Natural Thoughts: Optimized Huffman Coding

Introduction :
Huffman coding is an entropy encoding algorithm used for lossless data compression. The term refers to the use of a variable length code table for encoding a source symbol (such as a character in a file) where the variable -length code table has been derived in a particular way based on the estimated probability of occurrence for each possible value of the source symbol. It was developed by David A. Huffman. Huffman coding uses a specific method for choosing the representation for each symbol, resulting in a pre Huffman coding uses a specific method for choosing the representation for each symbol, resulting in a prefix-free code (that is, the bit string representing some particular symbol is never a prefix of the bit string representing any other symbol) that expresses the most common characters using shorter strings of bits than are used for less common source symbols [1].

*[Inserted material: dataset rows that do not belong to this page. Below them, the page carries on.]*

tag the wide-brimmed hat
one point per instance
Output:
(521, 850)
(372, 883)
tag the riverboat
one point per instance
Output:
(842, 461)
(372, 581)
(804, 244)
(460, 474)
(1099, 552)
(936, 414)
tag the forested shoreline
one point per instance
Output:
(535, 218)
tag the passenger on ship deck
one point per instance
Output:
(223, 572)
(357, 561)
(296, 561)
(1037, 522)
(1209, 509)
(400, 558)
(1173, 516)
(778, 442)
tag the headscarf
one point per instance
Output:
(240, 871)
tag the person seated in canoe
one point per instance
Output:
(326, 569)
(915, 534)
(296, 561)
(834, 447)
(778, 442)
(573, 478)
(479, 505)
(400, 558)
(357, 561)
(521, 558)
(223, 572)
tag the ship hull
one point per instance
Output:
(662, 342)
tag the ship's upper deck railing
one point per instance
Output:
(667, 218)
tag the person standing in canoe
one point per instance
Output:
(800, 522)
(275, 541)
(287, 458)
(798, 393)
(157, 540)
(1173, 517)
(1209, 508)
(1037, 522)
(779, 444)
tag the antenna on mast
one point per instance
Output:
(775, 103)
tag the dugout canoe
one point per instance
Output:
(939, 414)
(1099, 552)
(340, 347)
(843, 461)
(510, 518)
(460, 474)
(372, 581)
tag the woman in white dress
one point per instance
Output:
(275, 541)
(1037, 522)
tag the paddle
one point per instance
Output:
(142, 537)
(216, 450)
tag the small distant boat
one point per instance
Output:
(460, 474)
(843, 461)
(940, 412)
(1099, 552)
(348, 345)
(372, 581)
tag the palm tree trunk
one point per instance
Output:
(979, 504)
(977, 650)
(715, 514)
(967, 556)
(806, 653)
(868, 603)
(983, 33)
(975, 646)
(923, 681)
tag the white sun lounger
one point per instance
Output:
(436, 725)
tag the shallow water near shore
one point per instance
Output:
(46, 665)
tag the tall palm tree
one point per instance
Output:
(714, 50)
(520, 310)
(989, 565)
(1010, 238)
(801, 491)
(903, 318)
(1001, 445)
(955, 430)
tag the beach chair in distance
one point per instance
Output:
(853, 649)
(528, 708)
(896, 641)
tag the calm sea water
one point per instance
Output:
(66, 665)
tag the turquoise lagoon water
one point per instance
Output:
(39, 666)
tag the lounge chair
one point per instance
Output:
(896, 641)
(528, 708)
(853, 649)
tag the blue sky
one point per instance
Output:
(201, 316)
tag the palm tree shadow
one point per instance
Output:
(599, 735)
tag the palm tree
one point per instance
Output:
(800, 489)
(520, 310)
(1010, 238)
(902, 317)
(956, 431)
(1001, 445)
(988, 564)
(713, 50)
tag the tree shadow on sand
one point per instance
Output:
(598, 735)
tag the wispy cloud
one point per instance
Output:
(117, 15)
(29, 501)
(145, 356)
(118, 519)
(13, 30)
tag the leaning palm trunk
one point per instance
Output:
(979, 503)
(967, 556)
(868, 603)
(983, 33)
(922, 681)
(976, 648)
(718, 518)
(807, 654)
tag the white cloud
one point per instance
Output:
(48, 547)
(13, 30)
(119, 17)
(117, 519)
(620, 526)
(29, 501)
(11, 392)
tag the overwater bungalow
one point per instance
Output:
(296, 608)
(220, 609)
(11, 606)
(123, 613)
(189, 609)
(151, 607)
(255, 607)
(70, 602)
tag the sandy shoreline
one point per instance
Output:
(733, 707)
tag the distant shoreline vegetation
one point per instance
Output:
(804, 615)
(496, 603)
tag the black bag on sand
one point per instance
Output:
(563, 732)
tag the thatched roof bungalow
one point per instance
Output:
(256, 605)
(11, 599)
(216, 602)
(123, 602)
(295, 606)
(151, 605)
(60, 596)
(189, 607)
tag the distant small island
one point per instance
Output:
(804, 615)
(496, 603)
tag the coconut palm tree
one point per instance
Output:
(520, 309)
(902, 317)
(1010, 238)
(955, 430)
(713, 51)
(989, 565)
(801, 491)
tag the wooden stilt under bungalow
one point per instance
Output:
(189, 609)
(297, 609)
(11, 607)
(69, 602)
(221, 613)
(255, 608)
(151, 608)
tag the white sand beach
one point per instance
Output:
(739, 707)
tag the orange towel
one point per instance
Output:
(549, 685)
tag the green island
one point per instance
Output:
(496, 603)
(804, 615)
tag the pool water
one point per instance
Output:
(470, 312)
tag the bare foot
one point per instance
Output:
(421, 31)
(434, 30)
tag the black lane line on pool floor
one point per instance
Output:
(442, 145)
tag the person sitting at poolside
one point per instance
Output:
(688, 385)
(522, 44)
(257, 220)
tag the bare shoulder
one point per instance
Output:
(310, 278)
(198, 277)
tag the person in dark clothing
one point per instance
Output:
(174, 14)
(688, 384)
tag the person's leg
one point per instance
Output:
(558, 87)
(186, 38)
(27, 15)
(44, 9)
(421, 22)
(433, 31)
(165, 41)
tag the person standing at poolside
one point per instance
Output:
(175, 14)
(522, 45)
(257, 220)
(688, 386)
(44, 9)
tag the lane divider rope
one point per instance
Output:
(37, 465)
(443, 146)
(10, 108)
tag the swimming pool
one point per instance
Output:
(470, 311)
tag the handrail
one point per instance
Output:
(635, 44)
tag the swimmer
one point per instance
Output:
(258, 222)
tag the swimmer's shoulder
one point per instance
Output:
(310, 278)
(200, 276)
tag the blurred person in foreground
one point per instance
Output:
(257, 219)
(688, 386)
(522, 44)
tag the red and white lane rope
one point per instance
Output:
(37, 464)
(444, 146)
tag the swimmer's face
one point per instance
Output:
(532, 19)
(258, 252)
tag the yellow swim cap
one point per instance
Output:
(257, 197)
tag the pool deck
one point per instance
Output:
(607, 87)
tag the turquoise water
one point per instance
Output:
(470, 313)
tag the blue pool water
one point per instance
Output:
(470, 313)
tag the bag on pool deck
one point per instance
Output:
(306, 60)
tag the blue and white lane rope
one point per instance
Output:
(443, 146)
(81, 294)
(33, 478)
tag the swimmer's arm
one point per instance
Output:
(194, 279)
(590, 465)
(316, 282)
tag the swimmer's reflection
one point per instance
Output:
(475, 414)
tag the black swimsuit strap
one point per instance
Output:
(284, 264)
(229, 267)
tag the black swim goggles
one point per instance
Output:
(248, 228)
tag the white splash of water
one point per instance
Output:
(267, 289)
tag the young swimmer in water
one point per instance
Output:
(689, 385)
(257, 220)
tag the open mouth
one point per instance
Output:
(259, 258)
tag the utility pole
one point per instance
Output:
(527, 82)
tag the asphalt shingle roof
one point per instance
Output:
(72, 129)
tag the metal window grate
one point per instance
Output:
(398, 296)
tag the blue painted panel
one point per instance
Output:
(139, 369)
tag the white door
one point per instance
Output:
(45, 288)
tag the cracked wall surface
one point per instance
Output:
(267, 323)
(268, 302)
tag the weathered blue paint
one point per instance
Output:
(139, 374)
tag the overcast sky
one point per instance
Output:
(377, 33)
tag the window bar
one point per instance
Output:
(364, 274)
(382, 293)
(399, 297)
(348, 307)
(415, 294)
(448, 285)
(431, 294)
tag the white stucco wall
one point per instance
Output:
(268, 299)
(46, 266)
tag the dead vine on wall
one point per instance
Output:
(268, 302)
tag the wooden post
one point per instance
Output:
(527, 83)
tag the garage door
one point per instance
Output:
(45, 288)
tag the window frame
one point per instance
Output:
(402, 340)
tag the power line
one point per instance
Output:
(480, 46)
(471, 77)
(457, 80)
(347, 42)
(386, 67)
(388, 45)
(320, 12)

There are various ways to decode the Huffman code either by arithmetic operation or look up table. Each method has various advantages over to one like arithmetic operation takes less memory space, less memory reference but arithmetic processor must be capable to handle that mathematical operation efficiently while the look up table method is fast but require more space in memory and need many memory references.Here optimized ways of decoding the Huffman code by look up table method are explained.

The basic properties of Huffman code is prefix free code and the more frequent symbols has less codelength as compared the other symbols which is used less frequently. In this manner Huffman code optimized the memory requirement but this advantage become problem while decoding by look up table method. As the symbols having codelength less than the bits read to be decoded the symbols have multiple entries in the table that we have to take care while decoding. The example is taken for Huffman decoding is shown in table1 [2].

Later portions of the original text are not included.